‘Serena owns the night’. É manchete internacional — são várias as publicações, desportivas ou não, que dão destaque a mais um triunfo de Serena sobre a irmã, Venus — e traduz-se para ser o destaque deste artigo. A número um mundial ‘dominou’ a noite para se colocar mais perto do tão desejado título no US Open e depois, horas depois, foi a vez de um outro (ex-)campeão, Novak Djokovic, marcar encontro com o ‘rei’ da edição de 2014 nas meias-finais. Os dados estão lançados…
Serena vence duelo de irmãs e está mais perto do ‘sonho’
De um lado uma irmã, do outro outra. Se quando o sorteio foi realizado a possibilidade de Serena e Venus Williams medirem forças nos quartos-de-final já ‘agitava’ corações e mentes, com as duas jogadoras a vencerem os seus primeiros quatro encontros o duelo tornou-se uma realidade e ganhou contornos como nenhum outro o fez até agora na presente edição do US Open.
São duas lendas do ténis, são duas das figuras do desporto mundial nas últimas três décadas. Proporcionam encontros inesquecíveis — daqueles que, mais tarde, qualquer um se orgulha poder dizer que testemunhou ao vivo — e era isso mesmo que se queria na madrugada desta quarta-feira em Portugal.
Assim foi. Se Serena, a primeira cabeça de série, dominou o primeiro set, Venus, a 23.ª, ‘roubou’ o segundo de forma autoritária para que a decisão fosse adiada para o terceiro e decisivo. Aí, com a pressão de um lado e ‘nada a perder’ do outro, foi quando se jogou o melhor ténis. As duas deram espetáculo do primeiro ao último minuto e mesmo não tendo composto parciais particularmente equilibrados, gravaram mais um encontro na história. No final, foi Serena a vencer, por 6-2 1-6 6-3, para ficar a apenas dois triunfos de conquistar todos os torneios do Grand Slam em 2015. Está mais perto do sonho.

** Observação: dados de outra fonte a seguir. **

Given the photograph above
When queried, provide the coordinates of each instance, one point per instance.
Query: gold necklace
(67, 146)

Por falar em sonho… Sonho é, também, o que Roberta Vinci está a viver na presente edição do US Open. Se em pares (fê-lo ao lado da compatriota Sara Errani) a jogadora italiana sabe o que é vencer cada um dos eventos Major, em singulares nunca tinha atingido uma meia-final. Esperou até aos 32 anos e pela oportunidade certa, mas nem assim foi fácil. Do outro lado estava uma Kristina Mladenovic inspirada pelos primeiros quartos-de-final de carreira e os 51 winners que a gaulesa executou tornaram-se um obstáculo difícil para a italiana. Não fossem os 64 erros não forçados e talvez, talvez o duelo tivesse terminado de forma diferente. No final, o que interessa são os parciais e esses, como referimos, foram favoráveis a Vinci: 6-3 5-7 6-4.
Campeão e ex-campeão colidem nas meias-finais
Até ao ano de 2013, Marin Cilic somava um total de 13 triunfos em todas as suas participações no US Open. Mas houve uma ‘estrelinha’ que mudou a vida do croata em Nova Iorque e, com o título e a prestação deste ano, o número nove mundial já leva 12(!) encontros sem perder no último Major do ano. Tudo porque na noite desta quarta-feira voltou a vencer para marcar encontro com um jogador que também sabe o que é levantar o troféu na cidade dos sonhos.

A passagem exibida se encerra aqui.